Bereaved family members often appreciate it when others share any memories of the infant and/or legacies from his or her short life—especially insights or experiences of which the family members may not have been aware and that they might want to add to their own store of memories. Families are also ordinarily grateful when friends show a real willingness to help out in practical ways (not just saying, “Call me if you need anything”). Such help might include assistance with grocery shopping, preparing food, doing laundry, cutting the lawn, or temporary child care for surviving children. It is very important that others not say, “I know how you feel” in a well-intentioned but misguided effort to reach out to members of a SIDS family, or speak in ways that unintentionally minimize the loss (e.g., “You really hadn’t gotten to know the baby very well” or “You can always have another baby”). Nothing can replace the infant who died; another child is just that—a separate person, not a substitute for a SIDS baby.
Conclusion
Sudden infant death syndrome is a challenge to everyone it touches, whether they are parents and family members of an infant whose death is caused by SIDS, first responders and others who become involved in supporting those parents and family members, medical examiners and forensic pathologists who are called upon to determine that the death did result from SIDS, members of bereavement support groups who offer their services to a SIDS family, friends and coworkers who interact with a SIDS family after the death, or students and members of the public who hear about the puzzling subject and simply wish to understand it better. We can all hope that a day will come soon when the cause or causes of SIDS will be known, when it will become possible to screen for those infants who are at high risk for SIDS and other causes of sudden, unexpected death in infancy, and when it will be possible to prevent these deaths.
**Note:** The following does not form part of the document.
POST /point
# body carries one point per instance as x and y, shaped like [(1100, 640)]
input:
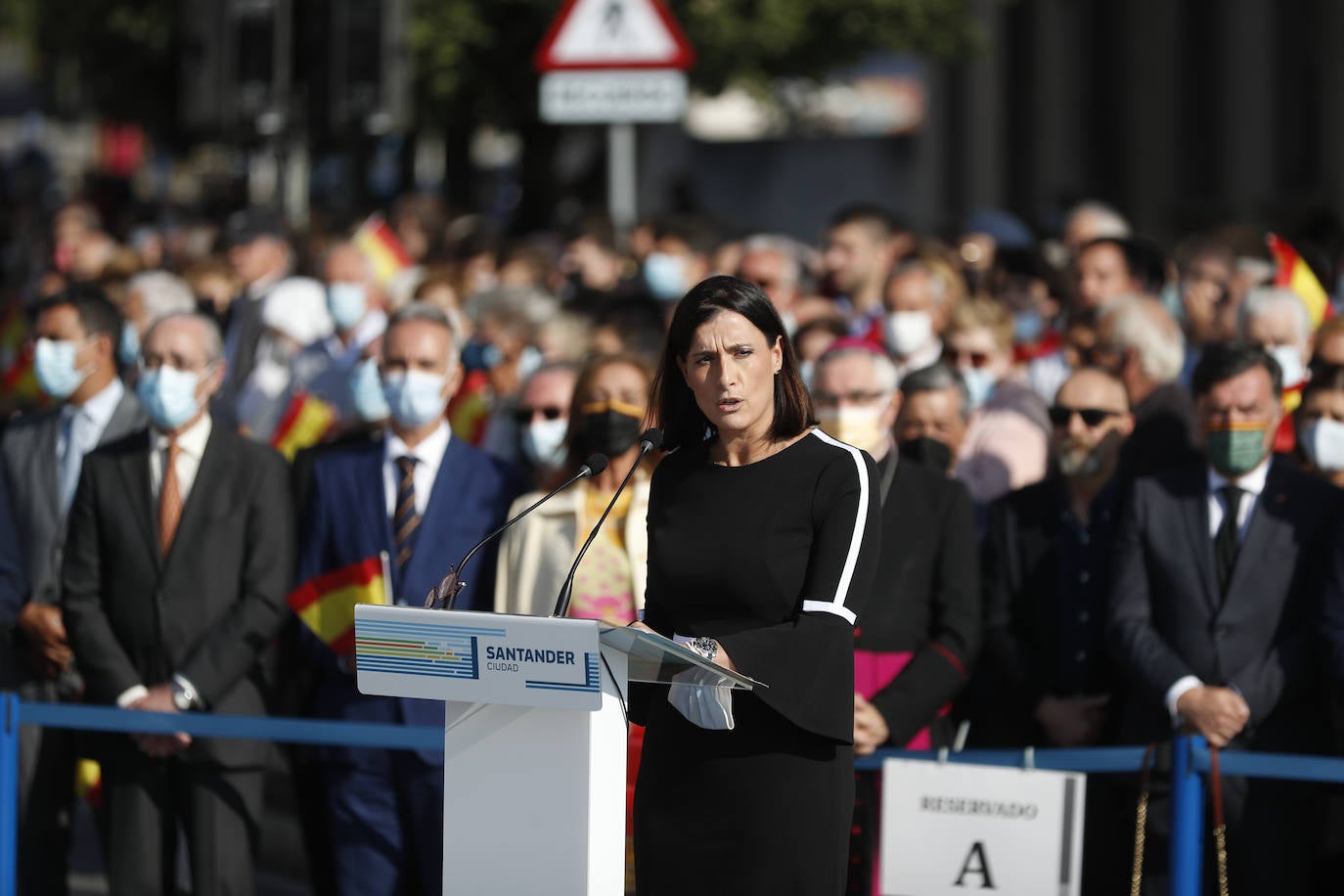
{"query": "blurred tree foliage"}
[(474, 55), (117, 58)]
In the meantime, it is essential that we strive to improve the understanding of this phenomenon and its implications as much as possible and to share that understanding as widely as we can. Improvement in the assistance offered to family members and others affected by SIDS is critical, as is an expansion of efforts to reduce the risk of SIDS through the “Back to Sleep” campaign and other initiatives described in this chapter, along with advances in research, education, and bereavement support.